Questions and opportunities
There are deeper issues about security. While Joyent has obviously spent a great deal of time worrying about information leaking between containers, I think they’re working at the frontier, and it may be some time before our paranoia ebbs. For instance, when your code allocates a block of RAM, this is passed down through the thin Linux emulation layer to the Solaris kernel, which provides that RAM. When you free up the memory, it’s given back to the kernel that will probably hand it off to another container right away. Do you have any passwords or keys in that RAM? I hope not.

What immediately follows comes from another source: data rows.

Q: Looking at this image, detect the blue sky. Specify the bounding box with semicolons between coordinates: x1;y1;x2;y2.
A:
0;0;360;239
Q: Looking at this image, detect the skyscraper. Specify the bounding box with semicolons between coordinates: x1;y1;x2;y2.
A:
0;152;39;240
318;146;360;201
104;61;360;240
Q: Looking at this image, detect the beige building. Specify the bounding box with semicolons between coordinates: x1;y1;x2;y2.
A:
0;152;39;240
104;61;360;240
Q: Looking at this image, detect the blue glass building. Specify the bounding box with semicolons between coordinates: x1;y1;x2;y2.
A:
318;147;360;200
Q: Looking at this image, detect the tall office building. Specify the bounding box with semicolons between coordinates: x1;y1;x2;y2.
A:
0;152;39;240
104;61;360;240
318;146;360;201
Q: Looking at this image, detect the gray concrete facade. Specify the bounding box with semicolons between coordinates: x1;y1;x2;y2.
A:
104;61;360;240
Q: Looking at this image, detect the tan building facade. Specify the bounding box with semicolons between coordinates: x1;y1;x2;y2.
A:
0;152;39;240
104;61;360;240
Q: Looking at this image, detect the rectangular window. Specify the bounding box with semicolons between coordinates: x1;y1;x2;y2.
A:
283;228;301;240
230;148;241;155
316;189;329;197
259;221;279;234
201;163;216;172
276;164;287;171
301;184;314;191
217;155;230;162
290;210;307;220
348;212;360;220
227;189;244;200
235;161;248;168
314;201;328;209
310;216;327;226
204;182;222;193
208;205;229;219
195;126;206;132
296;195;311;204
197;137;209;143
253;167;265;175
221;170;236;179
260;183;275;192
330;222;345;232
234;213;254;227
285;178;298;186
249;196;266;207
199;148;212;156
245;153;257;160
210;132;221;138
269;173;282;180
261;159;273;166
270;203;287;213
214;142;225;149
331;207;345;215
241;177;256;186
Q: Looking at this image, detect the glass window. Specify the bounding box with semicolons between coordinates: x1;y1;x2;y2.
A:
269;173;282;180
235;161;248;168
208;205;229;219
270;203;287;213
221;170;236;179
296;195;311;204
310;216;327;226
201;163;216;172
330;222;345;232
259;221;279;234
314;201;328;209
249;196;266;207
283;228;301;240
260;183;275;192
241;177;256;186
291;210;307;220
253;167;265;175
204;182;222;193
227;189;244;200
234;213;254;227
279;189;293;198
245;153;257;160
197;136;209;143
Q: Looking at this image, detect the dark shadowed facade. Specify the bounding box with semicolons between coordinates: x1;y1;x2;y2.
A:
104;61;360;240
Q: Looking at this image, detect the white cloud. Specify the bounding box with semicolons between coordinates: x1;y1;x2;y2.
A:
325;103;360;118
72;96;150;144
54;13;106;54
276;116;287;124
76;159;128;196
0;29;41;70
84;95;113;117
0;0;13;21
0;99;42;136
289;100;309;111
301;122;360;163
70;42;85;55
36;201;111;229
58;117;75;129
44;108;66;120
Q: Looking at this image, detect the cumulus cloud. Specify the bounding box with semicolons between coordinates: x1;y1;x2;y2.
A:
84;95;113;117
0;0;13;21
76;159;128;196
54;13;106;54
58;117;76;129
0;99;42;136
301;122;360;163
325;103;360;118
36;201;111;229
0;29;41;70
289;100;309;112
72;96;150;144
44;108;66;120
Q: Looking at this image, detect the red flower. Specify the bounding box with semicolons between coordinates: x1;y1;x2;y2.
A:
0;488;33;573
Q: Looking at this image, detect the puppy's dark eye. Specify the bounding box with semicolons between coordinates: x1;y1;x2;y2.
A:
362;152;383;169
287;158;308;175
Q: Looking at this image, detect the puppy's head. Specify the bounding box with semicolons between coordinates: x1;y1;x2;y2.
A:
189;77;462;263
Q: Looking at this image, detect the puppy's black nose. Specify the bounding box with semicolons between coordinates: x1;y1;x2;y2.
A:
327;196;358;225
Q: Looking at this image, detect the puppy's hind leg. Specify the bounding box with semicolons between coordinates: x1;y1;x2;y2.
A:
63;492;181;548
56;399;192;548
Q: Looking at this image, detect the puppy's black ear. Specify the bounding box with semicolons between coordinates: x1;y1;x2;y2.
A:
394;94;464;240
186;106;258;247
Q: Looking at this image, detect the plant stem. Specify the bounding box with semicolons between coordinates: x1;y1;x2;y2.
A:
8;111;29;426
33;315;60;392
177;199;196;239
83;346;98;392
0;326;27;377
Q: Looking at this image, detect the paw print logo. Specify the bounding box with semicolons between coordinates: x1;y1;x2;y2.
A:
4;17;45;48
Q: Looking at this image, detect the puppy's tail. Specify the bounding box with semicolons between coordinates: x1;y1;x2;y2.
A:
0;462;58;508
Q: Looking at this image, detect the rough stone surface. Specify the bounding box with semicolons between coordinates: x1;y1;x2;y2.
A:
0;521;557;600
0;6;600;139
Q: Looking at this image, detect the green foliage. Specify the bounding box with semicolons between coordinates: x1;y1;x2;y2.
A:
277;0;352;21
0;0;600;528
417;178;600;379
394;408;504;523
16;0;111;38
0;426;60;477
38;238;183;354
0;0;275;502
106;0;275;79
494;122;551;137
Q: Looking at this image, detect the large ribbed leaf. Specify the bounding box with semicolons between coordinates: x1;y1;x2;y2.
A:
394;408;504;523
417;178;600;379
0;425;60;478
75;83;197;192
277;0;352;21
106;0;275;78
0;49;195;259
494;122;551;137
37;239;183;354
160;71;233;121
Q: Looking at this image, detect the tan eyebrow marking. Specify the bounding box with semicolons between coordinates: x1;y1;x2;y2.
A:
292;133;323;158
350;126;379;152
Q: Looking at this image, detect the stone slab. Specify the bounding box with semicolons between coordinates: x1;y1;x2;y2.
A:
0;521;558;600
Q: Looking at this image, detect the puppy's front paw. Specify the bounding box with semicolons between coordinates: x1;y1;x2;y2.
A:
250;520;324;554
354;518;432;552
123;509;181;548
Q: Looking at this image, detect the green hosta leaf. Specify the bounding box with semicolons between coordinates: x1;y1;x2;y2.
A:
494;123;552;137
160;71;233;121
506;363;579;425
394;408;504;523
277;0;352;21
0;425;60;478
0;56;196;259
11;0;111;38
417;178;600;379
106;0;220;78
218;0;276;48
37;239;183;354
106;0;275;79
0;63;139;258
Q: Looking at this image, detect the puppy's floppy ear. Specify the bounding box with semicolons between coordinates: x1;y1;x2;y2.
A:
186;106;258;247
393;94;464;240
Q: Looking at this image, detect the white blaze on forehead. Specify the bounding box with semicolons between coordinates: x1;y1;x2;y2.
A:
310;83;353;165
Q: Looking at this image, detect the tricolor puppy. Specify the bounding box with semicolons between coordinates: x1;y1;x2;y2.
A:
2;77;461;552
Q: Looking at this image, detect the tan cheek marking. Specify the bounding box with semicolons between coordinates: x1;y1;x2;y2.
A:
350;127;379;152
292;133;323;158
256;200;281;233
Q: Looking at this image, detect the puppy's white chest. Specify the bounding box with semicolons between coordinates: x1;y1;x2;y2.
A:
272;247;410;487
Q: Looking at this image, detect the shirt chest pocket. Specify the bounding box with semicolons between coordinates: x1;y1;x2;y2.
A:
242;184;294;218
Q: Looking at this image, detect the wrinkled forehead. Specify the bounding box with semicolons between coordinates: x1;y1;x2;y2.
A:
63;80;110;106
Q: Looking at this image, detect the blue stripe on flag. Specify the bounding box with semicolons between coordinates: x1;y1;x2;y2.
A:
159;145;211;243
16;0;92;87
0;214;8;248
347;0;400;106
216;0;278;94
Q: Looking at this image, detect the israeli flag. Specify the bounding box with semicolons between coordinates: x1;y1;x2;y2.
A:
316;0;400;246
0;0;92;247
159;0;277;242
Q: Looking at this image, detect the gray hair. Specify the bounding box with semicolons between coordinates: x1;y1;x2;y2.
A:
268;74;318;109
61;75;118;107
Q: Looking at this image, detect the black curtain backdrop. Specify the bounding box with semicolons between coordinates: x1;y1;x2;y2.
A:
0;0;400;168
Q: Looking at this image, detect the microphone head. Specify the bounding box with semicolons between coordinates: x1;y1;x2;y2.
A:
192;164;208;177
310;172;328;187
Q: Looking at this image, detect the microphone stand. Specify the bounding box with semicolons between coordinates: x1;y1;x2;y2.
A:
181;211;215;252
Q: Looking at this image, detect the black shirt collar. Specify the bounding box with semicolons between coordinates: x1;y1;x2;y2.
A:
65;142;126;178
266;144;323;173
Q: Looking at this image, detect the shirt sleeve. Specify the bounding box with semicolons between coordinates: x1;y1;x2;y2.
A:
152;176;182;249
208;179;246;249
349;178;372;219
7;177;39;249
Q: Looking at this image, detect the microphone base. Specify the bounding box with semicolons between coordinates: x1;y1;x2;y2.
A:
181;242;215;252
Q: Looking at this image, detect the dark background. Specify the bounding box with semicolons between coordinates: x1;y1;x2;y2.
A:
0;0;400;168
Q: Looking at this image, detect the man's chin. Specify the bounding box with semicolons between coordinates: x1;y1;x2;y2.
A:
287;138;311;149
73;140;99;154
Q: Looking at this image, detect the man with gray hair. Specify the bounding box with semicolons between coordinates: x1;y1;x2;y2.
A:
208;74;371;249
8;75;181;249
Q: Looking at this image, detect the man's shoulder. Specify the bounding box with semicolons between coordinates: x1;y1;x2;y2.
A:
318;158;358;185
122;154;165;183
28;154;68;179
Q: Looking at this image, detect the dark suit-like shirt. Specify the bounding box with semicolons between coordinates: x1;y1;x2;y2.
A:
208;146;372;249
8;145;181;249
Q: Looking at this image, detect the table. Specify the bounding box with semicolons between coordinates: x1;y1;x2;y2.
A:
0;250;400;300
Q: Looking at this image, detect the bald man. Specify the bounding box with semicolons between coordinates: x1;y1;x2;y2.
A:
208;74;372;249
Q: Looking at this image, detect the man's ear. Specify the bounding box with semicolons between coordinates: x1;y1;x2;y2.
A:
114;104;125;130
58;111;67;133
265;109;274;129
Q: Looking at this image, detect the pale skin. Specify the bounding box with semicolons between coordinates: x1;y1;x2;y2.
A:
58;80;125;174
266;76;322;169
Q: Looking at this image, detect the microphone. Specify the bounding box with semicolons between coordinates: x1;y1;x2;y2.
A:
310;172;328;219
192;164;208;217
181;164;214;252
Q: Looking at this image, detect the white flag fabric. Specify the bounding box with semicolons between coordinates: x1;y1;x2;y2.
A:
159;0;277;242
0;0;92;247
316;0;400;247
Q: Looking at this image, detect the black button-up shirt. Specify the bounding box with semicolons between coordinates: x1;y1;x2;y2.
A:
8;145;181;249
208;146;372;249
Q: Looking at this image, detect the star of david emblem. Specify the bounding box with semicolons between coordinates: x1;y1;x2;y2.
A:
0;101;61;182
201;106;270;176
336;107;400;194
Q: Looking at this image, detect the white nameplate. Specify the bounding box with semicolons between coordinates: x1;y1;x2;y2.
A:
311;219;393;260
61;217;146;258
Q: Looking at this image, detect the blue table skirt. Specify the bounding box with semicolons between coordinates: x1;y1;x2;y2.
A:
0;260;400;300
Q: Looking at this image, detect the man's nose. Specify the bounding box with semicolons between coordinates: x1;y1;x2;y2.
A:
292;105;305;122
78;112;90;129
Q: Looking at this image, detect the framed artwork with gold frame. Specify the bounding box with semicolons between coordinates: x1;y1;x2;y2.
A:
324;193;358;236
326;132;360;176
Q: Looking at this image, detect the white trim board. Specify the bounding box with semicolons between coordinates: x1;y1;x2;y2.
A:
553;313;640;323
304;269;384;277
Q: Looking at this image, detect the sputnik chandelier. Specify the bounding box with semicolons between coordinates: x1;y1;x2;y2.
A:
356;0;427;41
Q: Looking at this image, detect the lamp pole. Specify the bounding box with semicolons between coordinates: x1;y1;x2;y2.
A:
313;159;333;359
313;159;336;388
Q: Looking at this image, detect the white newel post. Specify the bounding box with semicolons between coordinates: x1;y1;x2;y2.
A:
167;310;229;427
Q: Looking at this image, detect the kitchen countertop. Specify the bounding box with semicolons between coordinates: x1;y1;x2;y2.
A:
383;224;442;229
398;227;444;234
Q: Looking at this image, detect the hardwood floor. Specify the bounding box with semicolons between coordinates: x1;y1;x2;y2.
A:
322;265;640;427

All of this could raise as many questions as opportunities because at some point the laws of physics will weigh us down. It’s hard to know exactly what you’ll get for your 0.0055 cents, and we probably won't have a clue until the service has been running for a bit. The current billing model may not be the best one, and Joyent may switch to a more metered approach in the future. Certainly the ability to burst and take over 48 cores is a great feature for some applications, so it’s kind of silly to ask for perfect precision. The freedom is more fun.
There will continue to be glitches caused by the moments when Docker and Triton aren't perfect simulacra of your desktop machine and your desktop installation of Linux, no matter how hard they try. But I think it would be a mistake to stomp our feet and hold our breath simply because apt-get
(or similar) don't work perfectly right out of the box. I think we'll need to spend a bit of time under the hood, fiddling and jiggering the code, and the reward will be a great deal of flexibility. It only took a few minutes for me to get most of my code running most of the time.
For all of these hassles, the simplicity and low overhead of Docker are so amazing that we will all be shipping around containers in no time. Triton alone is pretty cool, even if you don't rewrite your code to an architecture built around containers that turn on and off like stoplights. If you retool your application to take advantage of the short startup times and minute-by-minute billing, well, it could be incredible.